Note: Translation is not cheap. It will require approximately 0.5GiB memory and 5min CPU time on a 64-bit x86 system to translate a non-JIT Typhon executable, or 1GiB memory and 15min CPU time with the JIT enabled. It will take another few minutes to build all of the Monte support libraries.

For only a bit more extra CPU time, one can build a toolchain which includes Capn Proto support:

$ nix-build -A fullMonte

The pure-Monte portions of the build are incremental, so after building monte, the build of fullMonte should be relatively quick.

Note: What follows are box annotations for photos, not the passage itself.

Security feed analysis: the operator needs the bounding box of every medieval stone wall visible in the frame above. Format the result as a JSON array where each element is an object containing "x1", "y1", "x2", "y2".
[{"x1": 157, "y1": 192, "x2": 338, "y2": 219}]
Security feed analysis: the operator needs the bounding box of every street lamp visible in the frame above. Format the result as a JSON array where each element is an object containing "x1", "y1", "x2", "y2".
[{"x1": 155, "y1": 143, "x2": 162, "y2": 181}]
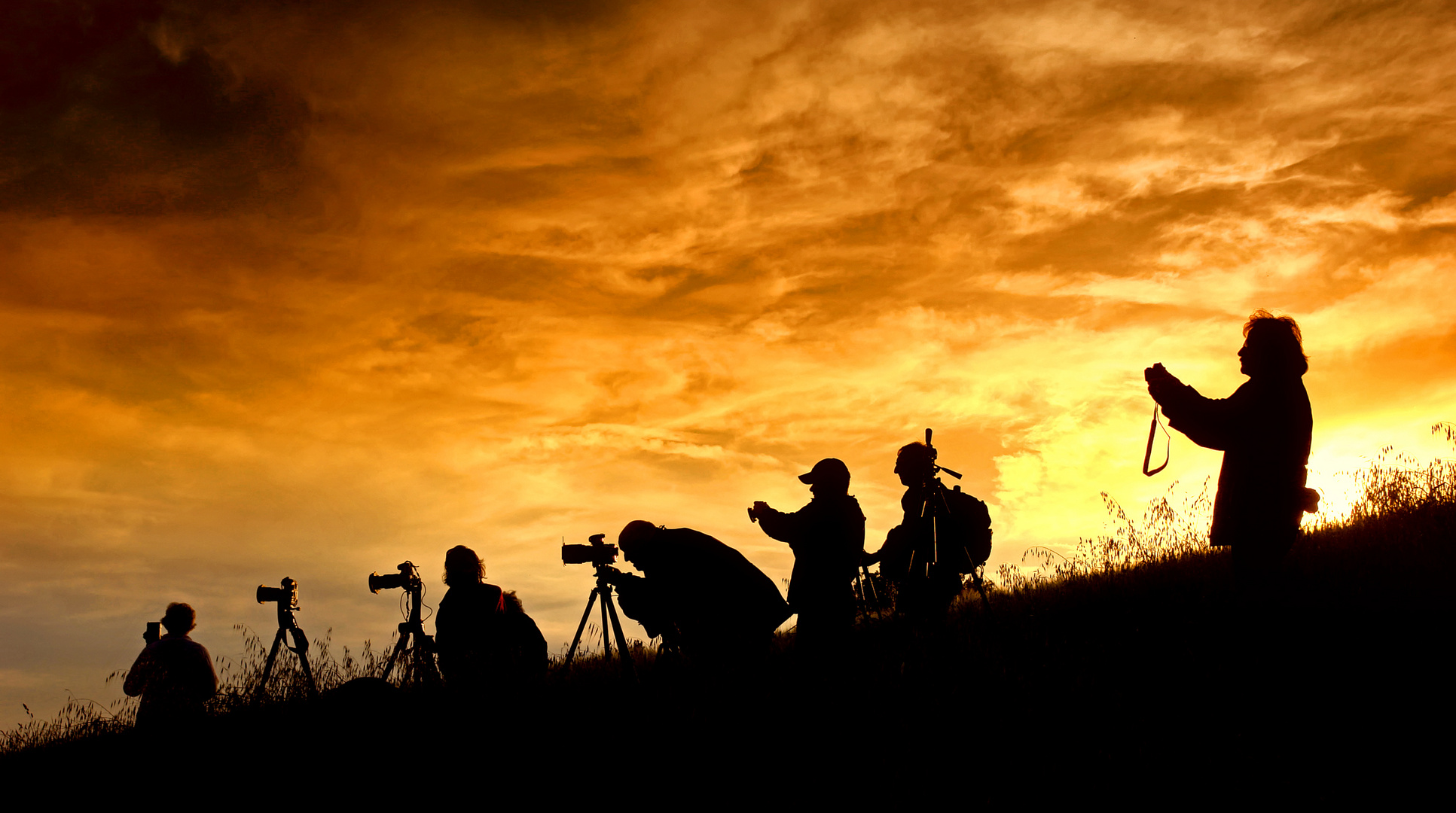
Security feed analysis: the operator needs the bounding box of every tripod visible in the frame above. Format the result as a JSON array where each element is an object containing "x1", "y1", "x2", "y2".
[
  {"x1": 908, "y1": 429, "x2": 991, "y2": 610},
  {"x1": 565, "y1": 565, "x2": 632, "y2": 674},
  {"x1": 383, "y1": 573, "x2": 440, "y2": 682},
  {"x1": 253, "y1": 579, "x2": 319, "y2": 699}
]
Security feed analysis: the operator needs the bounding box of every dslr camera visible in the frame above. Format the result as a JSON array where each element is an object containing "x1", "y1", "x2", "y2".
[
  {"x1": 560, "y1": 534, "x2": 618, "y2": 567},
  {"x1": 258, "y1": 576, "x2": 298, "y2": 610},
  {"x1": 368, "y1": 562, "x2": 421, "y2": 593}
]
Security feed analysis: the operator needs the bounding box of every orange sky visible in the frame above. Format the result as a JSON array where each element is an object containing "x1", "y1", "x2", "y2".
[{"x1": 0, "y1": 0, "x2": 1456, "y2": 724}]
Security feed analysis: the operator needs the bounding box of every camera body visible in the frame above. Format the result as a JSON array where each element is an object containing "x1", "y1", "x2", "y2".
[
  {"x1": 368, "y1": 562, "x2": 420, "y2": 593},
  {"x1": 560, "y1": 534, "x2": 618, "y2": 567},
  {"x1": 258, "y1": 576, "x2": 298, "y2": 610}
]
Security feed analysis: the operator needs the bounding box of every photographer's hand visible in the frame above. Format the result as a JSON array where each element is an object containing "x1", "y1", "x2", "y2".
[{"x1": 1143, "y1": 364, "x2": 1183, "y2": 403}]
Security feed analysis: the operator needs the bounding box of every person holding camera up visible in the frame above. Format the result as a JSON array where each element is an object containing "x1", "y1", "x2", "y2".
[
  {"x1": 1143, "y1": 309, "x2": 1319, "y2": 588},
  {"x1": 435, "y1": 546, "x2": 546, "y2": 691},
  {"x1": 749, "y1": 457, "x2": 865, "y2": 653},
  {"x1": 122, "y1": 602, "x2": 217, "y2": 730}
]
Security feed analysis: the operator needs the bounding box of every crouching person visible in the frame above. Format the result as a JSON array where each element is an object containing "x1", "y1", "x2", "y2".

For development, it can be useful to build only the VM:

$ nix-build -A typhonVm

And to run the VM untranslated, use a Nix shell:

$ nix-shell default.nix -A typhonVm
[nix-shell:~/typhon]$ pypy main.py ...

Contributing

Contributions are welcome. Please ensure that you're okay with the license!

Diffing Typhon Binaries

By default, git won't show diffs of binary files. I don't especially blame it. However, with a bit of a filter, we can give git what it needs:

$ nix-env -iA monte -f default.nix
$ git config --replace-all diff.typhon.textconv 'monte dump-mast'

This configuration option, along with the .gitattributes in the repository, will let git display textual diffs of the binary ASTs.

RPython Quirks

Here's what you need to know about RPython and things imported from rpython.rlib.

Immutability

Like Monte, RPython values immutable structures. Whenever a class is immutable, adding the _immutable_ = True annotation will cause RPython to enforce an immutability variant: The fields of an instance of that class can only be assigned to once.

Don't use _immutable_ unless the class is totally immutable. It's possible to make only some fields immutable; just list all the immutable fields in a tuple with _immutable_fields_ = "this", "that". To make a field an immutable list with immutable elements, use a [*], as in _immutable_fields_ = "this", "that", "those[*]".

The JIT (rpython.rlib.jit)

r.r.jit is mostly about hints to inform the JIT about the behavior of code paths. Some hints are safe and some are not safe.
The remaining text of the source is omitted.